Wed Jul 9 06:25:38 PDT 2008

Peter Braam a écrit :
> 1. The HSM or a database associated with it implements a table to map FIDs
> to stored HSM versions of a file, with other metadata it may need to
> maintain its archives.

Ok

> 2. An HSM utility can query and learn about the versions stored for a fid
> (or file name).  A "restore" function can copy any version out of the HSM
> and place it in the file system.  This is similar to restoring a file from a
> backup archive.

Ok, that's copy-in.

> 3. The file system only has attributes to indicate the state of the primary
> archived copy (probably the last fully archived copy of the file), and can
> retrieve that file on demand (without user intervention).

Ok. Still need to store the purge window on MDT and OST to raise cache 
misses.
How Lustre will update this information if user can use a HSM command 
directly, by-passing Lustre? He can change the file copies present in 
the HSM without Lustre knowing it.

> 4. The HSM database will allow files in snapshots to be encoded with (fsid,
> fid) or something similar.

Can we consider there is always a default snapshot?
The ID will always be done with FSID+FID ? Or should we consider a 
special case when snapshotting is not enabled ?

>> There is no namespace tricks, no huge API changes, always one version of
>> a file in Lustre, just few functions added to 'lfs' command.
> 
> NO - this will not be an lfs command.  This is an HSM command.

Could you present a use case of how user will explicitly make backups 
and restore an older copy using the HSM command and no Lustre component?

Doing this, the client nodes should be able to communicate with the HSM 
infrastructure, using specific network protocols, and so on.
You will need to set up your Lustre network and then your HSM network 
even if HSM just need to talk with the Lustre agent.

> 1. how is a bare metal restore arranged (ie. How is metadata moved into the
> HSM)?  Can this restore put files in a file system different than Lustre?

Until now, the metadata were stored inside Lustre, so this was not 
needed. Now, we must add a way for the archiving tool to "setattr" this 
data when restoring a file.

About a different filesystem, this will depend on the features used by 
the archiving tool to copy back the data and metadata. If those are 
standard, the file could be put in a different filesystem.

> 2. how are small files grouped then "tar'd up" and how are we setting the
> attributes of the inodes of the files that have been placed in the HSM after
> this?  How does the index entry for the fids in the HSM database function?

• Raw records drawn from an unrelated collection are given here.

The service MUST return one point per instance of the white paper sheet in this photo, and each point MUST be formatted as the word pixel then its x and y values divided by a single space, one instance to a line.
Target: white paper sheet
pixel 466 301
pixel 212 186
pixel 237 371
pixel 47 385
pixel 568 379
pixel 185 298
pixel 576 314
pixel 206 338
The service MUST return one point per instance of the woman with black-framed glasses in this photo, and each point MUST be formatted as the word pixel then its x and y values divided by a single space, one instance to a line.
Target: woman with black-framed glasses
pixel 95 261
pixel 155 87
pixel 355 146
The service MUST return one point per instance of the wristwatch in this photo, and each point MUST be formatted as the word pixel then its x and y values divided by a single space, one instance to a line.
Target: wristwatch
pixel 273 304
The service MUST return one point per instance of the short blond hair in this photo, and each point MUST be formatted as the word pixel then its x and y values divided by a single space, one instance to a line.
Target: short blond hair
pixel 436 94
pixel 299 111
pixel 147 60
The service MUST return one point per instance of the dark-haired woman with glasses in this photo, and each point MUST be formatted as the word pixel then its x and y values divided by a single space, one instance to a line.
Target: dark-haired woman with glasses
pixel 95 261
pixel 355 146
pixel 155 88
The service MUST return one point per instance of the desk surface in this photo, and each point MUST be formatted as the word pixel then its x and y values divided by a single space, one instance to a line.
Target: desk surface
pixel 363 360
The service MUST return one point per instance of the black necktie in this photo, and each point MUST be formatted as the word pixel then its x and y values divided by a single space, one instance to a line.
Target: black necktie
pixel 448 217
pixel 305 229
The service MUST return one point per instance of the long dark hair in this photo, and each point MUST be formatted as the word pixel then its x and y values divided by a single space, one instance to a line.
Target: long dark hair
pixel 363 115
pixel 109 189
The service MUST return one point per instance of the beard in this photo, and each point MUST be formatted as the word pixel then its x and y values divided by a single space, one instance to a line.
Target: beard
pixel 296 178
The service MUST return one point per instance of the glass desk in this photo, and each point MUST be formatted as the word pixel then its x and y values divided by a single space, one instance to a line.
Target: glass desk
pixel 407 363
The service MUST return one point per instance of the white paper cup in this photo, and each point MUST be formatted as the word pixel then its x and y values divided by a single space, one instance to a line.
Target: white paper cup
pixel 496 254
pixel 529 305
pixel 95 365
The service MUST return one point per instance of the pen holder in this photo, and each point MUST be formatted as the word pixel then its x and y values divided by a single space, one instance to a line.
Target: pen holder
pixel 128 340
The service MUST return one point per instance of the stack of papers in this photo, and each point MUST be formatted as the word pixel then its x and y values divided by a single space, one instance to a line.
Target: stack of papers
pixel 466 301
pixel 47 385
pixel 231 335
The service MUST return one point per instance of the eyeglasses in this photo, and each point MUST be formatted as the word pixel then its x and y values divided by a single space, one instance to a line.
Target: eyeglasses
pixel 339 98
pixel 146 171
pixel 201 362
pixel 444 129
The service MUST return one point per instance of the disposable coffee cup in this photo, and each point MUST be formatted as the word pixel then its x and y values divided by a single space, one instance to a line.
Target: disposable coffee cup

Presently, just the archiving tool was supposed to support such feature, 
to avoid having to recode them later (various tools will be needed for 
the various existing HSMs and their development won't be centralized) 
when we will add this kind of feature.
There is no defined mechanism for grouping file into the HSM presently.

> 3. how are multiple coordinators and agents utilized to distribute load so
> that the HSM can keep up with massive small file creation?

One coordinator per MDT.
The coordinator deals only with its MDT files.
The coordinator dispatches their requests on the agents with a 
round-robin. Agents can refuse requests if they cannot handle them (too 
busy). Coordinator try another one. If no agent are available, it 
postpones the request.

-- 
Aurelien Degremont
CEA